V43D-06
87Sr/86Sr Ratios in Carbonate From the Red Lake and Steep Rock Groups in Canada Suggest Rb-enriched Continental Crust was Influencing Seawater Chemistry Prior to 3.0 Ga
Thursday, 17 December 2015: 14:55
310 (Moscone South)
Aaron Satkoski1, Philip William Fralick2, Brian L Beard1 and Clark Johnson1, (1)University of Wisconsin Madison, Department of Geoscience, Madison, WI, United States, (2)Lakehead University, Department of Geology, Thunder Bay, ON, Canada
Abstract:
Previous work has suggested that prior to 2.5 Ga, Sr isotope compositions of seawater were essentially mantle buffered and the effects of continental weathering on seawater chemistry were negligible. To test this, we collected Sr isotope data from 2.93 and 2.80 Ga carbonates that are part of the Red Lake and Steep Rock groups (Canada), respectively. To better understand carbonate formation and any post-depositional alteration, Sr isotopes are considered with O isotopes and REEs, as well as Rb and Sr contents, including correction for decay of 87Rb.

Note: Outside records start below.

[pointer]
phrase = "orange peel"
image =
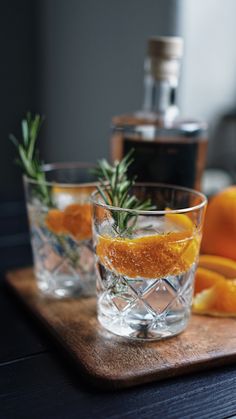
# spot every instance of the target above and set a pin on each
(75, 219)
(149, 256)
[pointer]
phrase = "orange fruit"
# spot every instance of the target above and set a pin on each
(181, 220)
(205, 279)
(219, 234)
(223, 266)
(220, 300)
(76, 219)
(54, 221)
(149, 256)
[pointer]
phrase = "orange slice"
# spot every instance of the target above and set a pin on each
(205, 279)
(221, 265)
(149, 256)
(76, 220)
(181, 220)
(54, 221)
(220, 300)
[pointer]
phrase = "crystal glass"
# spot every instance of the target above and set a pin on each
(59, 212)
(146, 261)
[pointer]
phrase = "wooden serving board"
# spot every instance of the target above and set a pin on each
(110, 361)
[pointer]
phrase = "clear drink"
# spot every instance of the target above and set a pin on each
(145, 280)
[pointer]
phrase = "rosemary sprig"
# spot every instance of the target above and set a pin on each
(28, 155)
(115, 189)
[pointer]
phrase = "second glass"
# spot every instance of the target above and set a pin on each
(146, 262)
(60, 217)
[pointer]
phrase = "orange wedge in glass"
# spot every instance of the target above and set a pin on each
(220, 300)
(75, 219)
(149, 256)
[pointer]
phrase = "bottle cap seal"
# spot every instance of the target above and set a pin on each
(165, 47)
(164, 53)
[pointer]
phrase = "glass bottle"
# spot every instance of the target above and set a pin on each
(167, 149)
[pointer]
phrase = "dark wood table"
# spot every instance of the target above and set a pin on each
(37, 380)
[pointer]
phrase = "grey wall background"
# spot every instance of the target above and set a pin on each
(81, 62)
(92, 55)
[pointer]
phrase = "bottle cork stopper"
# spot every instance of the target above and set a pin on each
(167, 47)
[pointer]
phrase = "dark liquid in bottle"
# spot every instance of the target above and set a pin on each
(171, 156)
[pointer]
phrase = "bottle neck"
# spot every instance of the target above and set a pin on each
(160, 96)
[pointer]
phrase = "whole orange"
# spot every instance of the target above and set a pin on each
(219, 233)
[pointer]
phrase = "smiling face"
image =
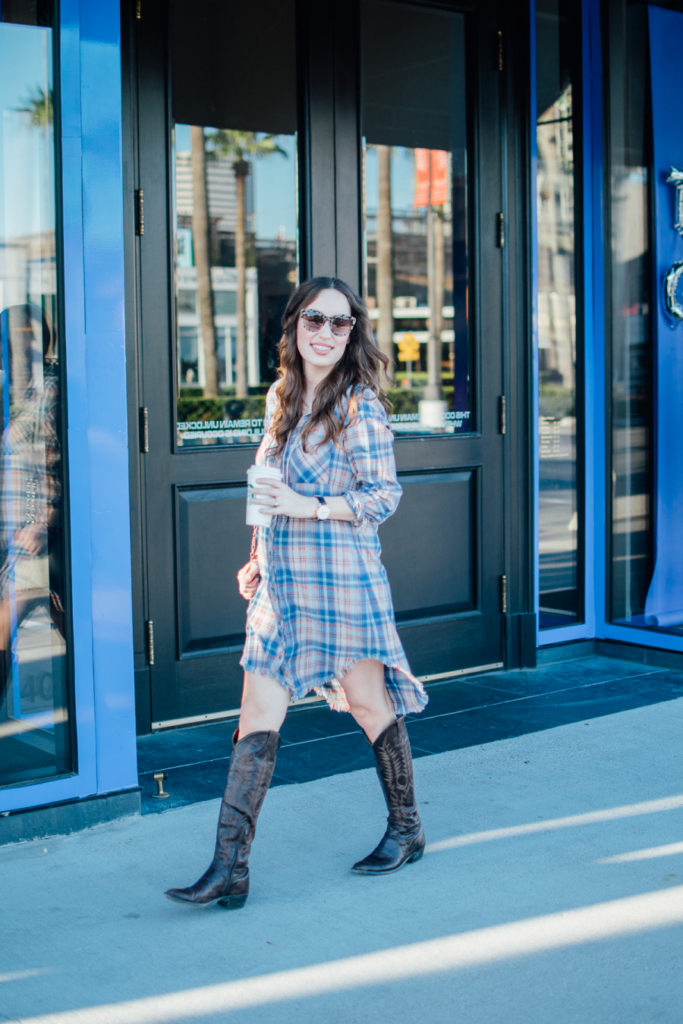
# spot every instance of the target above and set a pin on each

All samples have Y/Ho ratios higher than chondrite and have positive La anomalies, which, combined with low Rb contents suggests that clastic contamination is negligible. Samples we consider near pristine have δ18O (VSMOW) values >20‰. Samples with the highest Y/Ho ratios and largest La anomalies from Red Lake and Steep Rock have initial 87Sr/86Sr ratios of 0.7018-0.7020. This Sr isotope composition is significantly more radiogenic than contemporaneous mantle (0.7011-0.7012), especially at a time when the isotopic difference between the crust and mantle was much less than today. This implies that radiogenic continental crust was emergent and shed detritus into the world’s oceans prior to 3.0 Ga, in contrast with proposals for submerged continental crust, but in line with new estimates that continental crust at 3.0 Ga was 60-70% of current volume. We contend that this large amount of crust combined with enhanced Archean weathering could account for the radiogenic Sr isotope compositions we report here, and suggests a significant impact from continental weathering on ocean chemistry during the Archean.